Machine Learning

Ray: Distributed Computing for All, Part 2

installment in my two-part series on the Ray library, a Python framework created by AnyScale for distribution and computing compatibility. Part 1 covers how to parallelize CPU-intensive Python tasks on your local PC by distributing the workload across all available cores, resulting in significant performance improvements. I will leave a link to Part 1 at the end of this article.

This part deals with a similar theme, except that we take distributed Python workloads to the next level by using Ray to parallelize them across multiple cloud server clusters.

If you have come this far without reading Part 1, TL; Ray's DR is a corporation open source distributed computing framework it is designed to do easy to measure Python programs go from laptop to cluster with minor code changes. That alone should hopefully be enough to pique your interest. In my tests, on my desktop PC, I took a straightforward, simple Python program that finds prime numbers and reduced its runtime by 10 by adding four lines of code.

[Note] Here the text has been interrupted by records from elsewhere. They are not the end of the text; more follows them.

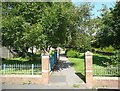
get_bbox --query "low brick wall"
[93,77,120,89]
[2,75,42,84]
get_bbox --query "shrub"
[66,50,79,58]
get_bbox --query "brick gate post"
[42,54,50,84]
[85,51,93,88]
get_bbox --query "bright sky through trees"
[72,0,115,17]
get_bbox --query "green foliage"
[95,45,115,53]
[94,2,120,49]
[49,50,54,56]
[66,50,79,58]
[111,50,120,66]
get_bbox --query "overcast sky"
[72,0,115,17]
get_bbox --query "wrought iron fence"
[0,64,42,75]
[93,66,120,77]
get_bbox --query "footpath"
[2,53,88,89]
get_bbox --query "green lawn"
[0,54,42,75]
[68,53,118,76]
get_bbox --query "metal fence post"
[3,64,6,74]
[32,64,34,75]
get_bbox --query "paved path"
[49,53,87,89]
[2,54,87,89]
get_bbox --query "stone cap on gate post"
[85,51,93,56]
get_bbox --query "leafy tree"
[94,2,120,49]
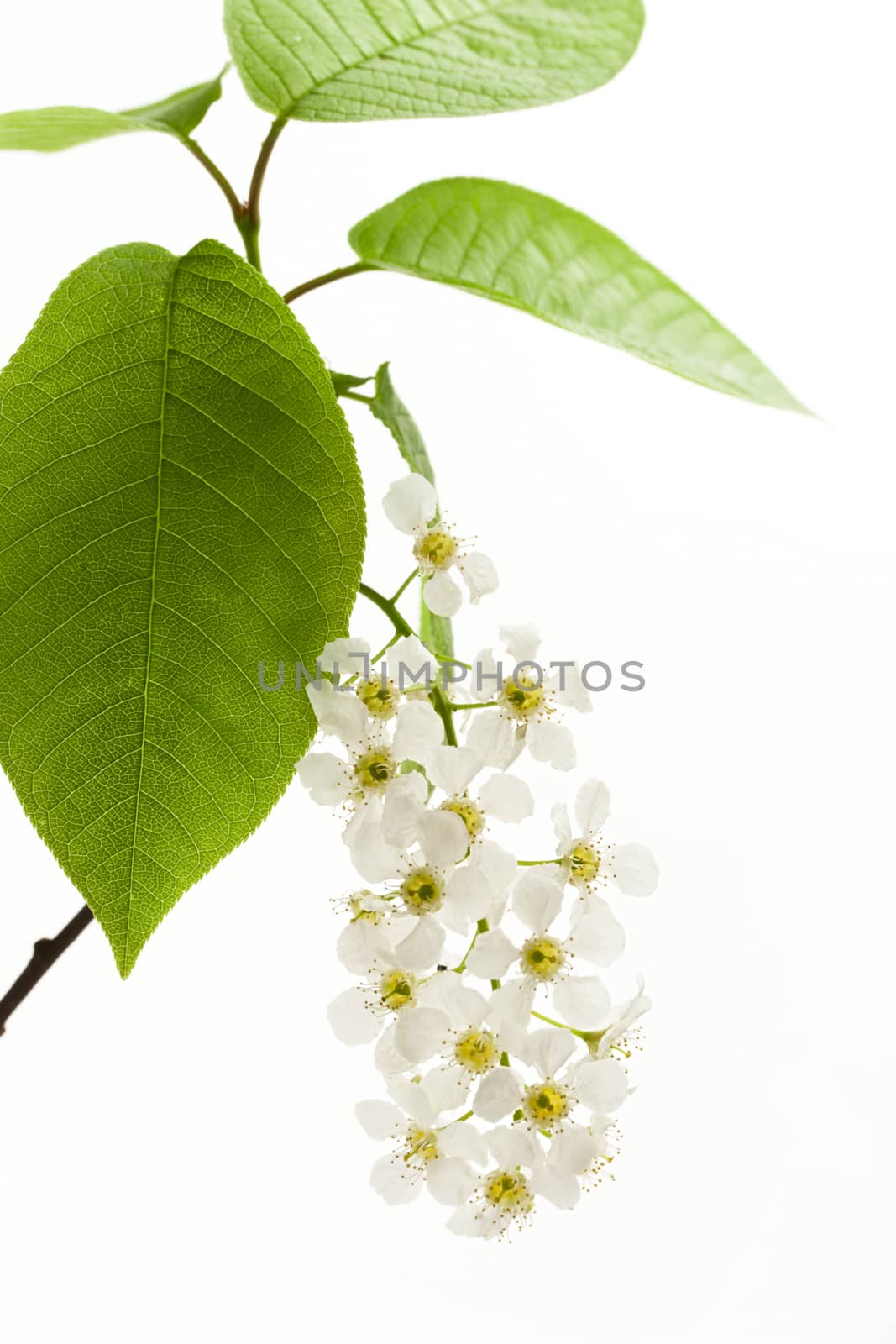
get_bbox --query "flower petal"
[327,985,383,1046]
[529,1026,575,1079]
[511,864,563,932]
[296,751,352,808]
[354,1100,406,1141]
[498,623,542,663]
[466,710,518,770]
[381,770,427,849]
[343,798,403,882]
[479,774,535,822]
[551,802,572,853]
[457,551,498,606]
[423,570,464,618]
[529,1165,582,1208]
[569,895,626,966]
[317,637,371,679]
[548,1125,602,1176]
[336,919,386,976]
[485,1125,537,1171]
[445,863,495,927]
[387,1078,438,1129]
[488,979,535,1030]
[423,746,482,798]
[374,1023,411,1078]
[305,681,369,748]
[525,721,576,770]
[395,916,445,970]
[421,1064,470,1112]
[417,809,470,869]
[395,1008,448,1064]
[445,1205,486,1239]
[385,634,438,690]
[466,929,520,979]
[392,701,445,761]
[473,1068,522,1124]
[383,472,438,536]
[371,1156,421,1205]
[439,1120,489,1167]
[575,1059,630,1116]
[426,1158,477,1207]
[553,976,610,1031]
[575,780,610,836]
[553,663,594,714]
[607,843,659,896]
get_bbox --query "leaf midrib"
[123,264,180,965]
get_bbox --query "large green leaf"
[0,242,364,974]
[0,76,220,153]
[349,177,804,410]
[224,0,643,121]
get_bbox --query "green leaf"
[224,0,643,121]
[0,76,222,153]
[371,365,435,486]
[329,368,371,396]
[349,177,804,412]
[0,242,364,976]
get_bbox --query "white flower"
[468,865,625,1028]
[354,1078,488,1205]
[469,1026,629,1134]
[383,472,498,617]
[464,625,591,770]
[589,976,652,1059]
[551,780,659,896]
[383,746,535,858]
[327,916,445,1046]
[395,970,525,1102]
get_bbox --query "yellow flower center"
[380,970,417,1012]
[354,750,395,793]
[401,1129,439,1164]
[441,798,485,840]
[565,840,600,887]
[520,934,565,979]
[348,892,383,923]
[454,1026,498,1074]
[484,1171,535,1214]
[401,867,445,916]
[414,527,457,573]
[356,677,399,719]
[498,670,544,721]
[522,1084,569,1131]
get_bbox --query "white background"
[0,0,896,1344]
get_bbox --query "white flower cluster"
[298,475,658,1238]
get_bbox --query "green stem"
[532,1008,603,1042]
[237,117,286,270]
[284,260,376,305]
[180,136,246,220]
[0,906,92,1037]
[358,583,414,634]
[390,570,421,602]
[358,583,457,748]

Where can you run Ray collections?

Ray groups can be set to the following:

  • AWS and GCP Cloud, although unofficial integrations exist with other providers, too, such as Azure
  • AnyScale, a fully managed platform built by the creators of Ray.
  • Kubernetes can also be used with the official KubeRay project.

What is required

To follow my process, you'll need a few things set up beforehand. I will use AWS for my demo, as I have an existing account there; however, I expect setups from other cloud providers and platforms to be very similar. You must be:

  • Authentication is set up using Cloud CLI commands for your chosen provider.
  • A default VPC and at least one associated public subnet with a publicly accessible IP address.
  • A paired SSH Key (.pem) file that you can download to your local system so that Ray (and you) can connect to nodes in your cluster
  • You have enough allocations to satisfy the requested number of nodes and vCPUs in any cluster you set up.

If you want to perform local testing of your Ray code before submitting it to the repository, you'll also need to install the Ray library. We can do that using pip.

$ pip install ray

I will run everything from the WSL2 Ubuntu shell on my Windows desktop.

To ensure that Ray is installed correctly, you must be able to use its command line interpreter. In a terminal window, type the following command.

$ ray --help

Usage: ray [OPTIONS] COMMAND [ARGS]...

Options:
  --logging-level TEXT   The logging level threshold, choices=['debug',
                         'info', 'warning', 'error', 'critical'],
                         default='info'
  --logging-format TEXT  The logging format.
                         default="%%(asctime)st%%(levelname)s
                         %%(filename)s:%%(lineno)s -- %%(message)s"
  --version              Show the version and exit.
  --help                 Show this message and exit.

Commands:
  attach               Create or attach to a SSH session to a Ray cluster.
  check-open-ports     Check open ports in the local Ray cluster.
  cluster-dump         Get log data from one or more nodes.
...
...
...

If you don't see this, something went wrong, and you should double-check the output of your install command.

Assuming everything is OK, we are about to leave.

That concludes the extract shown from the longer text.